Civil War Campaigns
On 4 successive days, June 15-18, the Union Army Of The Potomac launched assaults against Confederate defenses at Petersburg, Virginia. These bungled attacks failed, squandering an excellent opportunity to capture the railroad center and shorten the war. When Gen. Robert E. Lee's Army Of Northern Virginia arrived to man the works, Lt. Gen. Ulysses S. Grant, directing the Union army, concluded that the city could not be taken by assault. Petersburg would have to be invested by a seige and its vital railroads severed. Grant's decision established the pattern of the 10-month-long Petersburg Campaign.

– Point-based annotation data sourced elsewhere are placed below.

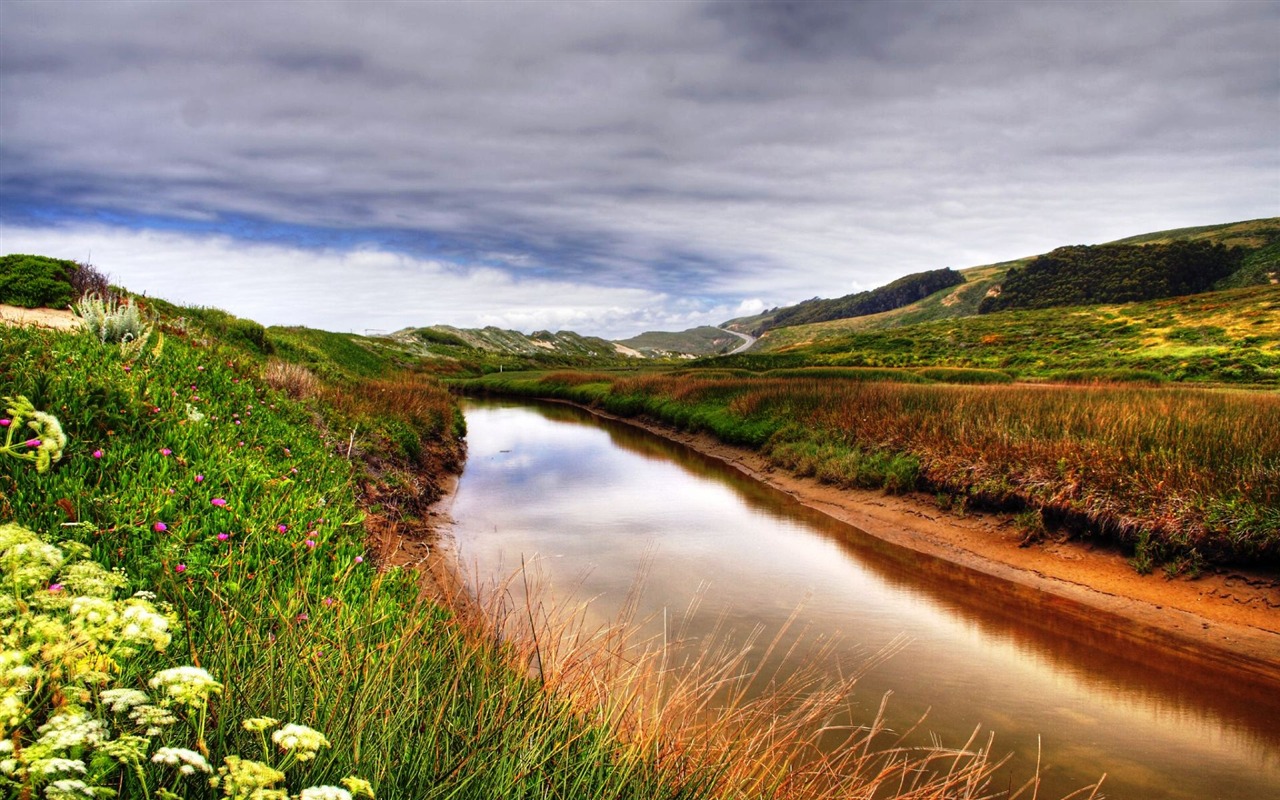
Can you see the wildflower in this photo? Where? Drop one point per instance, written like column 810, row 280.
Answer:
column 300, row 740
column 186, row 760
column 260, row 723
column 67, row 790
column 154, row 718
column 187, row 685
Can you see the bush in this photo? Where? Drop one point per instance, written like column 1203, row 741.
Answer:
column 35, row 282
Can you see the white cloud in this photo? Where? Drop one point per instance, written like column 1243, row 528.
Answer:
column 353, row 291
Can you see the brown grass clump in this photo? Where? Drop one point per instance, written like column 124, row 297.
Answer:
column 293, row 379
column 690, row 705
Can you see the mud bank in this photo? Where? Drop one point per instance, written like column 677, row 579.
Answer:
column 1226, row 621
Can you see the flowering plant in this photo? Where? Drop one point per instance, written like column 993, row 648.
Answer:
column 69, row 725
column 49, row 440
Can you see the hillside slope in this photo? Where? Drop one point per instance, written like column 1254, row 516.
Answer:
column 1258, row 266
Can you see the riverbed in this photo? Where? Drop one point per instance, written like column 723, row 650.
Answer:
column 595, row 504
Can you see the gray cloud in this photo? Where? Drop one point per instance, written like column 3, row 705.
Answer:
column 717, row 151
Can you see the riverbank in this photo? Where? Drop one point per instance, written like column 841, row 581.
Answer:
column 1226, row 618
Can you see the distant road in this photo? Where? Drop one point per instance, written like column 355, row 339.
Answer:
column 748, row 341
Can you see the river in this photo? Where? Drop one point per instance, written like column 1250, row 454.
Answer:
column 595, row 503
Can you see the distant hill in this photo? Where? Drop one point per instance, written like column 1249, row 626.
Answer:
column 1258, row 265
column 901, row 292
column 452, row 342
column 1083, row 275
column 704, row 341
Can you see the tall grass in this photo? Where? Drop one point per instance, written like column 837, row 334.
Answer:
column 1187, row 475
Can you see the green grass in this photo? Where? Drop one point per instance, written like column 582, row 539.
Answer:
column 288, row 608
column 1225, row 337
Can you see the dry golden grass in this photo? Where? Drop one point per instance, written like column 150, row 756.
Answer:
column 787, row 734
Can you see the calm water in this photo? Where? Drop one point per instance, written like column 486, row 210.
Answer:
column 595, row 503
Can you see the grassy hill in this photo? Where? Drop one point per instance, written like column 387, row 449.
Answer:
column 704, row 341
column 1230, row 336
column 1260, row 266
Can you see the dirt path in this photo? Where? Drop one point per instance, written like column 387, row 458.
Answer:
column 40, row 318
column 1228, row 618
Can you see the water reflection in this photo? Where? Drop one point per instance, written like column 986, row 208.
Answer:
column 597, row 501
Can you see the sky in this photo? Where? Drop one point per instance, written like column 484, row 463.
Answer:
column 612, row 168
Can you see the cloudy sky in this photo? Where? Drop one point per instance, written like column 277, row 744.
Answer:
column 613, row 167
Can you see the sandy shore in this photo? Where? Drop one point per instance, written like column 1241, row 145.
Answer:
column 1226, row 618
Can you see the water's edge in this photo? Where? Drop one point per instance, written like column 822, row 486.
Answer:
column 1244, row 656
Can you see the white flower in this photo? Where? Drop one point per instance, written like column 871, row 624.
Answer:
column 58, row 766
column 324, row 792
column 68, row 790
column 187, row 685
column 300, row 740
column 186, row 760
column 152, row 718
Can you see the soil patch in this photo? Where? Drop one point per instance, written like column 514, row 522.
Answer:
column 56, row 319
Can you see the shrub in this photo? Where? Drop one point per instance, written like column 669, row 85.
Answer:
column 33, row 282
column 88, row 280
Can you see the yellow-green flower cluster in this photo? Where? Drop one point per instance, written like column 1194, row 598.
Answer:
column 63, row 635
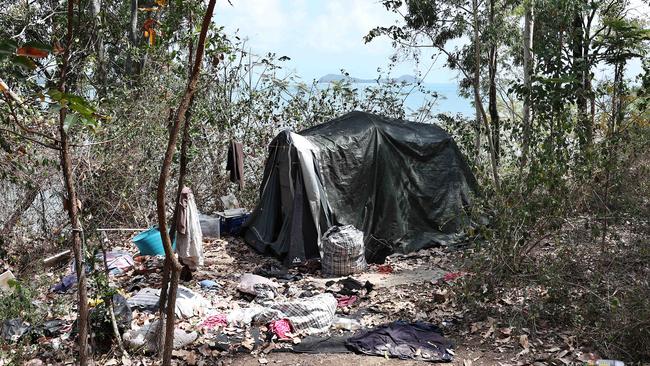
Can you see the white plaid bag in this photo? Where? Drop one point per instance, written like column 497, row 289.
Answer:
column 343, row 251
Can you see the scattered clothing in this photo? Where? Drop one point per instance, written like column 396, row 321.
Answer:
column 235, row 163
column 189, row 241
column 188, row 303
column 277, row 271
column 146, row 299
column 117, row 261
column 66, row 283
column 256, row 285
column 346, row 300
column 281, row 328
column 146, row 337
column 385, row 268
column 343, row 251
column 349, row 286
column 451, row 276
column 418, row 341
column 327, row 344
column 309, row 315
column 213, row 321
column 13, row 329
column 209, row 285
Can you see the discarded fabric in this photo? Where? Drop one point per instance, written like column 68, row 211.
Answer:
column 346, row 300
column 117, row 261
column 309, row 315
column 346, row 324
column 4, row 281
column 188, row 303
column 349, row 286
column 418, row 341
column 146, row 299
column 281, row 328
column 209, row 284
column 257, row 285
column 66, row 283
column 189, row 241
column 146, row 337
column 235, row 163
column 343, row 251
column 385, row 268
column 451, row 276
column 276, row 271
column 212, row 321
column 14, row 329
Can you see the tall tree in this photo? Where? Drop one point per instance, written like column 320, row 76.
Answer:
column 527, row 46
column 432, row 24
column 71, row 199
column 179, row 119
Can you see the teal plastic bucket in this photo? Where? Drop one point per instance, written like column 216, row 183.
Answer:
column 149, row 242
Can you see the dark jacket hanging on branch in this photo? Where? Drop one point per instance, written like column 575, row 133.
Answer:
column 235, row 163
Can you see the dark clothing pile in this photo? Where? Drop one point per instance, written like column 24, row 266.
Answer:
column 418, row 341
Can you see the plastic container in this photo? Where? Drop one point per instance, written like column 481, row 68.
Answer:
column 346, row 324
column 210, row 226
column 4, row 281
column 149, row 242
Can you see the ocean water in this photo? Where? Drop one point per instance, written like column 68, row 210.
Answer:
column 448, row 100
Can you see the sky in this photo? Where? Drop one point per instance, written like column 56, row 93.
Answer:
column 320, row 36
column 325, row 36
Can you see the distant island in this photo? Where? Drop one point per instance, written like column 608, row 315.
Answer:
column 332, row 78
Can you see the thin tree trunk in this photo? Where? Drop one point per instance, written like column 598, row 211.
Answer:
column 72, row 202
column 579, row 66
column 26, row 203
column 162, row 184
column 492, row 93
column 133, row 40
column 100, row 74
column 528, row 66
column 477, row 97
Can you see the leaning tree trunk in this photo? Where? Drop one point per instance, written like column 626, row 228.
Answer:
column 476, row 83
column 179, row 119
column 492, row 94
column 133, row 38
column 528, row 66
column 100, row 70
column 73, row 201
column 26, row 203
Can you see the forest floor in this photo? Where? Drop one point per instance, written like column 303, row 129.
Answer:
column 421, row 286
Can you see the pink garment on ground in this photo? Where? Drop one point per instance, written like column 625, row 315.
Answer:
column 343, row 301
column 214, row 321
column 452, row 276
column 281, row 328
column 385, row 268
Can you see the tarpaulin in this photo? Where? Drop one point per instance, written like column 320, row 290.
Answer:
column 406, row 185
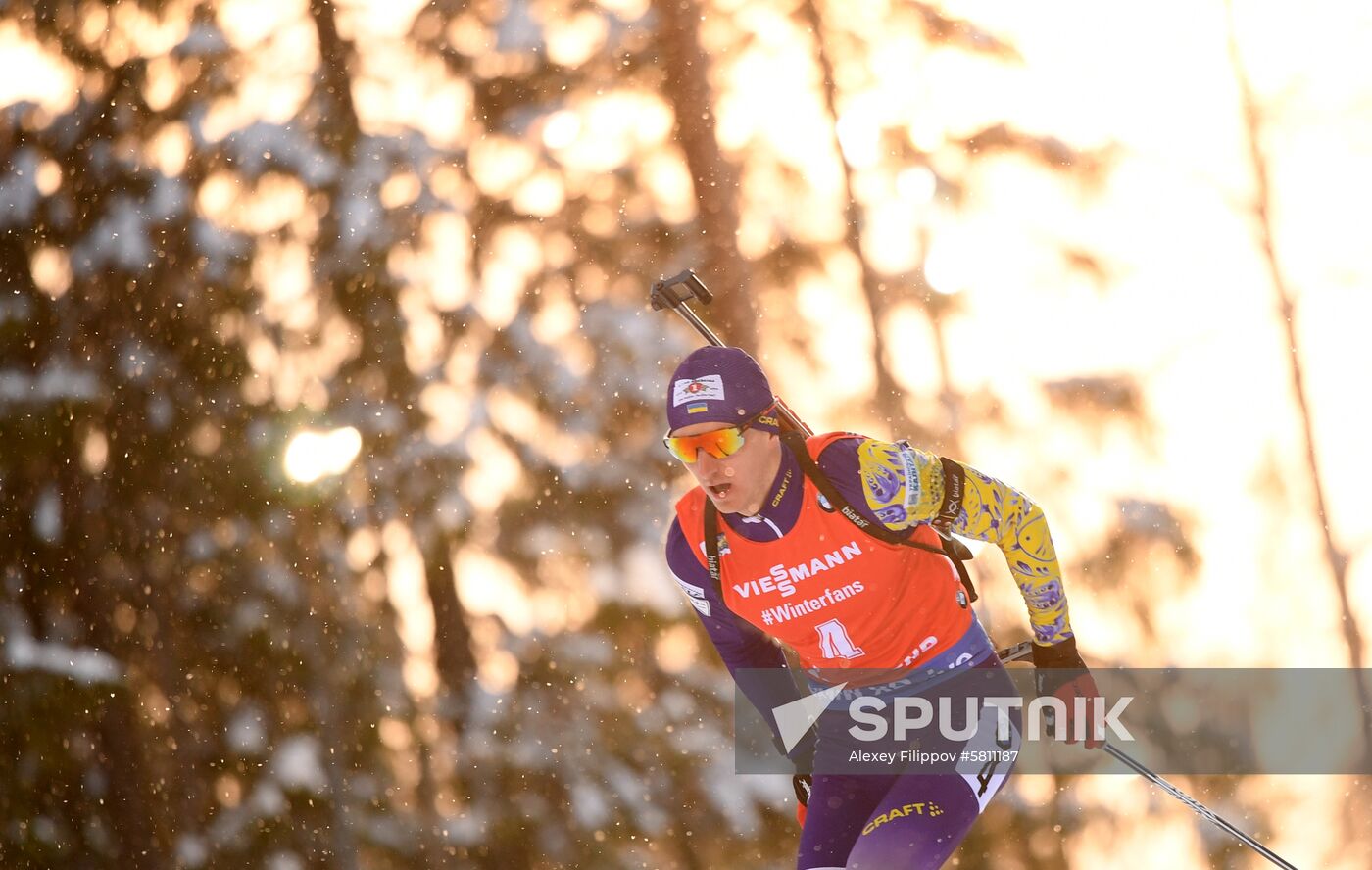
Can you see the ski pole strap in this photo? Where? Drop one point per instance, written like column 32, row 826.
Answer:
column 951, row 549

Grant decided almost immediately to advance on the railroads linking Petersburg to the Southern coast and heartland. The Weldon railroad, connecting Petersburg to North Carolina, lay closet to Union army's line, and Grant ordered an operation against it 4 days after the final Union assault recoiled before the city's defenders. Grant committed a cavalry division and 2 infantry corps toward the success of the movement.
On the 22nd, Maj. Gens. David B. Birney's II Corps and Horatio G. Wright's VI Corps, rimmed by Brig. Gen. James H. Wilson's horsemen, marched against the railroad. The Union infantry corps groped through the heavily wooded terrain, creating a dangerous gap between the 2 units. When Lt. Gen. Ambrose P. Hill learned of the movement, he responded immediately. Discovering the gap between the 2 Union corps, he sent Maj. gen. Cadmus M. Wilcox's division to occupy Wright on the Union left while Maj. Gens. William Mahone's and Bushrod R. Johnson's infantry divisions attacked Birney.
Their attack ripped into the exposed flank of the II Corps, as Maj. Gen. John Gibbon's Union division staggered under the Confederate charge. The Confederates captured 1,600 Federals and shoved Gibbon back on the rest of the corps. The next day, Birney and Wright recovered the lost ground, but the operation failed to sever the railroad. The 2 corps, losing 2,962 men in the 2 days, retained their position across the Jerusalem Plank Road.
Grant suspended efforts against the Weldon Rairoad for 8 weeks. In mid-August, Grant, hoping to draw Confederates from the Shenandoah Valley, ordered joint movements against the railroads north of the James River and against the Weldon. During the night of August 14-15, Maj. Gen. Gouvernuer K. Warren'sV Corps abandoned its position in the Union lines and assembled behind the left, or western, flank of the army.
On the 18th, at 4:00 A.M., Warren's 4 divisions advanced. Confronted only by a Confederate cavalry brigade, the Federals easily seized Globe Tavern on the railroad. While 1 division destroyed the track and another moved farther west, Warren moved Brig. Gen. Romeyn B. Ayres's division north toward Petersburg. About 2:00 P.M., Maj. Gen. Henry Heth's Confederate division slammed into Ayres's left flank, wrecking 1 brigade. Ayres regrouped and counterattacked, the 2 divisions fighting stubbornly in the dense woods during a heavy rain. Union casualties amounted to 836 in the action
During the night, both Grant and Lee dispatched reinforcements to the vital railroad. Warren consolidated his position north of Globe Tavern throughout the morning and early afternoon. At 4:30 P.M., Hill hurled 5 infantry and 1 cavalry brigades against Ayres's and Maj. Gen. Samuel W. Crawford's divisions. The Confederate assault pushed the Federals back. Warren rapidly counterattacked, recovered the ground, and the fighting subsided. he then withdrew from 1 to 2 miles to stronger defensive positions.
Skirmishing flared on the 20th as both opponents probed for weakness. The next day, Hill attacked again but was repulsed by the new Union works. Arriving that afternoon, Lee finally stopped the attacks against Warren, who had been reinforced by the IX Corps. The Battle of Weldon Railroad (Globe Tavern) costs the Federals 198 killed, 1,105 wounded, and 3,152 missing, for a total of 4,455 of 20,289 engaged. About 14,000 Confederates were engaged, sustaining an estimated 1,600 casualties. The Federals, holding Globe Tavern, had permanently severed the railroad, an important supply artery for Lee's army and Richmond.